上図以下、△3一銀 ▲2二銀成 △同銀(下図)
ここが寄せのポイントになる局面です。
実戦は▲7七角 と指しましたが、もっとシンプルな角打ちで寄っていました。
どう指すのが正着でしょうか・・・
寄せ問題として考えてみてください。
答えは数行下の見出しで書きます。
寄せ問題の答え
では答えです。
上図以下、▲3二角(下図)
シンプルに王手するのが正解でした。
・△3一玉
・△1一玉
・△1二玉
と3通りの逃げ方がありますが、個人的に見えなかった手が・・・
上図以下、△3一玉 ▲2三角打(下図)
3一に逃げた時の「角の重ね打ち」です。
次の▲4一角成 が「開き王手 + 両王手」になるので受けが難しいですね。
△2三同銀 と取るくらいですが、▲同角成(下図)から詰むので受けになりません。
以下、△4二玉 ▲3三馬 △4一玉 ▲3二銀 までの詰みです。
▲2三角打 を紹介したくて出題したので、他の手順はサラッといきます。
▲3二角 に△1一玉(下図)と逃げた場合は・・・
上図以下、▲7七角(下図)
飛車取りに当てつつ寄せを睨む▲7七角 が分かりやすいでしょうか・・・
飛車を逃げれば▲2二角成 △同玉 ▲3三銀(下図)などから寄ります。
以下、△3一玉 なら▲2三角成 から・・・
△1一玉 なら▲1二歩 の叩きから、慌てず迫れば大丈夫です。
▲3二角 に△1二玉(下図)と逃げた場合は・・・
上図以下、▲1三歩(下図)
この叩きから寄ります。
△1三同銀 なら▲3四角 が厳しいので玉で取りますが・・・
上図以下、△1三同玉 ▲1四歩 △1二玉 ▲3三香成(下図)
歩の拠点を作ってから香を成り捨てれば寄り形です。
以下、△3三同銀 ▲2三角打 △2二玉 ▲1三歩成(下図)が一例で・・・
上図以下、△1三同玉 ▲1四角成 △1二玉 ▲2三馬 △1一玉 ▲3三馬(下図)
流れで銀を取れば詰みます。
以下、何を合駒しても▲1二歩 △同玉 ▲2三銀(下図)から・・・
以下、玉を逃げれば▲2二馬 までの詰み・・・
△2三同香 なら▲同角成 からの詰みです。
実戦詰将棋(7手詰め)
上図はヌルイ進行だった実戦の最終盤です。
ここで後手玉に7手詰めが生じています。
最後に実戦詰将棋として解いてみてください。
答えは数行下の見出しで書きます。
実戦詰将棋の答え
では答えです。
上図以下、▲3一馬(下図)
この王手が最短の7手で仕留める好手でした。
以下、△1二玉 なら▲2二金 △1三玉 ▲2三金(下図)の開き両王手から・・・
上図以下、△2三同玉 ▲2二馬(下図)
馬で迫れば詰みます。
▲3一馬 に△2二香(下図)のように合駒した場合は・・・
上図以下、▲1四金(下図)
この金打ちから詰みます。
△1四同金 は▲2二馬 までの詰みなので逃げるしかありませんが・・・
上図以下、△1二玉 ▲2三金(下図)
「2三の金」を取ればどう対応されても▲2二馬 までの詰みです。
実戦は▲1四金 と打ちました
実戦は▲3一馬 ではなく▲1四金(下図)と打ち、ここでピヨ春の投了となりました。9手に伸びますがこれでも詰みます。
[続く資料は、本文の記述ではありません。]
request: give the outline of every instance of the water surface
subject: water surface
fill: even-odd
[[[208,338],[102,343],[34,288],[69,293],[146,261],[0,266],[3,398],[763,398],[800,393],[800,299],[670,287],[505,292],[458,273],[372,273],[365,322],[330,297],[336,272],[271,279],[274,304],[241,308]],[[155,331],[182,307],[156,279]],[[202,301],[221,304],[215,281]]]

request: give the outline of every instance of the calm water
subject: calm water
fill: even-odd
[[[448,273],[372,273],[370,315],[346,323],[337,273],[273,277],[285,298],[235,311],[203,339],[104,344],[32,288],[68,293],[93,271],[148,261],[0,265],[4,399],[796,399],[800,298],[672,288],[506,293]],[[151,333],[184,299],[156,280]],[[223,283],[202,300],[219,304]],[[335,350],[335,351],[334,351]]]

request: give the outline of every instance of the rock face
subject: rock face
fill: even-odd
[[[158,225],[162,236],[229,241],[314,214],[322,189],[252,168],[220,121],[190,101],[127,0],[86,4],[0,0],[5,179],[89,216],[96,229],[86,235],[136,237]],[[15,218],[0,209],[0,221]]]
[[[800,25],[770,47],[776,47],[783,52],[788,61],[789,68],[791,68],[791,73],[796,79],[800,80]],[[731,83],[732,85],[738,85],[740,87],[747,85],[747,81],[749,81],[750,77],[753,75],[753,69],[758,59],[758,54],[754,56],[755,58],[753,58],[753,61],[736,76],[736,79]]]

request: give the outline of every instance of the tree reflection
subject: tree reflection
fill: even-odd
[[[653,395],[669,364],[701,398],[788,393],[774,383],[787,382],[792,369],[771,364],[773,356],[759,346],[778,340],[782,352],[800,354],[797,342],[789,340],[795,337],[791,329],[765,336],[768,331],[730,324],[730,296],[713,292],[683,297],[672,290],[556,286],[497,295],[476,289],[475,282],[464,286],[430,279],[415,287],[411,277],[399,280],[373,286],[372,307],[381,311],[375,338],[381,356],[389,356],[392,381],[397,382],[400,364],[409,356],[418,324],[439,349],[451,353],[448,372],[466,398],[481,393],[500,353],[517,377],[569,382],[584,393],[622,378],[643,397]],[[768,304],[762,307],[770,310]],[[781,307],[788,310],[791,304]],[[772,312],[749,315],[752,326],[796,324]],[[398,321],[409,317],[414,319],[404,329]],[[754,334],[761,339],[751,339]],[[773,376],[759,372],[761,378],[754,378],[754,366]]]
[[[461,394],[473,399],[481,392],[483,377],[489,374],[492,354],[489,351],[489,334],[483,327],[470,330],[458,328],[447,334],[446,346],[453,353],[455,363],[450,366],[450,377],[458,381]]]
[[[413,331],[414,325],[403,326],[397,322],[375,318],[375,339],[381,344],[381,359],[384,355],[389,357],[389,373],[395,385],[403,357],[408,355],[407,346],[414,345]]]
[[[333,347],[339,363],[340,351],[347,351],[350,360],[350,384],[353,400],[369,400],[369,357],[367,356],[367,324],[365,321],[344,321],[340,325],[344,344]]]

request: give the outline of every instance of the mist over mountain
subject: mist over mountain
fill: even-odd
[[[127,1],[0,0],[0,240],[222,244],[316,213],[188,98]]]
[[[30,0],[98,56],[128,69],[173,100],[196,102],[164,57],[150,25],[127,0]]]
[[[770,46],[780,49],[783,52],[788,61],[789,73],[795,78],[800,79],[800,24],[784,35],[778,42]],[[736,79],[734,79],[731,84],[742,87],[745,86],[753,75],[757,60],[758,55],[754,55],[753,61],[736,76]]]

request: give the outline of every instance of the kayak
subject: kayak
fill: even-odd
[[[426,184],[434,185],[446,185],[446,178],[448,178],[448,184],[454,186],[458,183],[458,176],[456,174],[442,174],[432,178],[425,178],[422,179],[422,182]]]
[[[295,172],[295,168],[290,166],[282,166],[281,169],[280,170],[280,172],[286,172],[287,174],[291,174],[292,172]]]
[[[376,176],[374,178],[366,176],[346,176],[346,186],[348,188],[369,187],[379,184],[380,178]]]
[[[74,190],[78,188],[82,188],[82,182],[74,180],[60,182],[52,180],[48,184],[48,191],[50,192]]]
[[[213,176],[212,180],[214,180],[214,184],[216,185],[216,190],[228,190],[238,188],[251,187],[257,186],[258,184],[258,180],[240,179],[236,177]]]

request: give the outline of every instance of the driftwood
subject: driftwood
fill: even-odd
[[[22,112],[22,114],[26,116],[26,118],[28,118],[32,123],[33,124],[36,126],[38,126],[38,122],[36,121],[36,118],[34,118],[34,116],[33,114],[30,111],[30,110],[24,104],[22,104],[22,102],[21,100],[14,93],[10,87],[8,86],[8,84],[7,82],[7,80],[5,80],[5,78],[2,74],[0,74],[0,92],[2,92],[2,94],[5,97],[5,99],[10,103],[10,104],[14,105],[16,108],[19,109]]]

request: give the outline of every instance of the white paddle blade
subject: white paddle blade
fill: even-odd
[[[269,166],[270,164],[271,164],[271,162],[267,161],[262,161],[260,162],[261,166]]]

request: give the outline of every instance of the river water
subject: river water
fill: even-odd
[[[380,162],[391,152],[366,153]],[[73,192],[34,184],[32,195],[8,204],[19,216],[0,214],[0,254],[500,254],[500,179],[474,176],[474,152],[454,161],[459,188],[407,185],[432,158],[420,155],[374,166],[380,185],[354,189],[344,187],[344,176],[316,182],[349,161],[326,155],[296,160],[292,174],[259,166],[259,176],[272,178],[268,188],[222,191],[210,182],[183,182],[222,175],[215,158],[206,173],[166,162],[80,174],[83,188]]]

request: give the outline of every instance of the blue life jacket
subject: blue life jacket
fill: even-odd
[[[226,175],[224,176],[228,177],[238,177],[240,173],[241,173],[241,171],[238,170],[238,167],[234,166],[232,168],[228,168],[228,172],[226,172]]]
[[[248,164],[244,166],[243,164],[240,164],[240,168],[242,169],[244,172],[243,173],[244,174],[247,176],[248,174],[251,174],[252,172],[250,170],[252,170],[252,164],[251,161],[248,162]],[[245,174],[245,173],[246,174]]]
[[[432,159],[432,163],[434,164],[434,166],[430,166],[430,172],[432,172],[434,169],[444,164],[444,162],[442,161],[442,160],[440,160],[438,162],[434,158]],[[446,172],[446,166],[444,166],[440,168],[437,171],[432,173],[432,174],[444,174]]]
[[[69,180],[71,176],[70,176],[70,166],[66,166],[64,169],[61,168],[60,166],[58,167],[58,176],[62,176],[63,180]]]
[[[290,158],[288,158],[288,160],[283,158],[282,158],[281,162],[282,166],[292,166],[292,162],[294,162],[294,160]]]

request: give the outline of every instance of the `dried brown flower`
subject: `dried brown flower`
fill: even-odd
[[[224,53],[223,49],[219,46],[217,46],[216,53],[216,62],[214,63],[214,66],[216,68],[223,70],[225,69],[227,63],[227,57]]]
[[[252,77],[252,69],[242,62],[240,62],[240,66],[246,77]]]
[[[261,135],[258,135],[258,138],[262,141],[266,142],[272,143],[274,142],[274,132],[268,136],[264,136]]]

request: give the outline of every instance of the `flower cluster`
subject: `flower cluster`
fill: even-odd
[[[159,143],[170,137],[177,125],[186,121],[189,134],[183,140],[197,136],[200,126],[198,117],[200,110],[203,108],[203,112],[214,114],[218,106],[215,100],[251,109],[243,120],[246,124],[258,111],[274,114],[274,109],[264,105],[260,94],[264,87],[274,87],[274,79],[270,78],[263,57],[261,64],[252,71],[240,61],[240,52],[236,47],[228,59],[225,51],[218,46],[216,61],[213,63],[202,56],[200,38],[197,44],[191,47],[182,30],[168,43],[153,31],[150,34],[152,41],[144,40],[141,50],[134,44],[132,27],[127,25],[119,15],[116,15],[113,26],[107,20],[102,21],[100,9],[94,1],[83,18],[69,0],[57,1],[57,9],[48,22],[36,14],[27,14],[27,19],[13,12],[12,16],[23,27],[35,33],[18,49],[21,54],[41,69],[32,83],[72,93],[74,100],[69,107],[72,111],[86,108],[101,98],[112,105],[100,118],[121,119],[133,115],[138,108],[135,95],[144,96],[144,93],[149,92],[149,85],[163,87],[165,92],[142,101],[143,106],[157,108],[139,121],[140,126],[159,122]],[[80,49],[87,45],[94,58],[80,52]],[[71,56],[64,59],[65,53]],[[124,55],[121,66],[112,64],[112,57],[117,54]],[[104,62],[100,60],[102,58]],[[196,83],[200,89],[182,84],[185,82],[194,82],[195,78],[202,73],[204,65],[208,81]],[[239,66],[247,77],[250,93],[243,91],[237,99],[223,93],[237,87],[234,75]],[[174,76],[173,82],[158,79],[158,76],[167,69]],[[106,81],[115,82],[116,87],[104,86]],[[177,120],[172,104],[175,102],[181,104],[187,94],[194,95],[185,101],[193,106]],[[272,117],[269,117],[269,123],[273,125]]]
以下、△1四同金 なら▲3一馬 △2三玉 ▲2二馬 までの詰み・・・
△1二玉 なら▲2三金(下図)と金を取り・・・
以下、△2三同玉 なら▲3二馬 △1三玉 ▲2二馬 までの詰み・・・
△2三同銀 なら▲1三金(下図)と捨て・・・
上図以下、△1三同玉 ▲3一馬 △1二玉 ▲2二馬(下図)
何度も見た▲2二馬 までの詰みです。
最後に
原付のタイヤ交換に行った時の待ち時間に指した一局でした。久しぶりのトマホークで指し方を忘れていたのが痛かったですが、改めて▲8八飛(下図)と左辺から動く手を復習できて良かったです。
端攻めの後は左辺から動く
という曖昧な記憶の中にこの一手を覚えておこうと思います。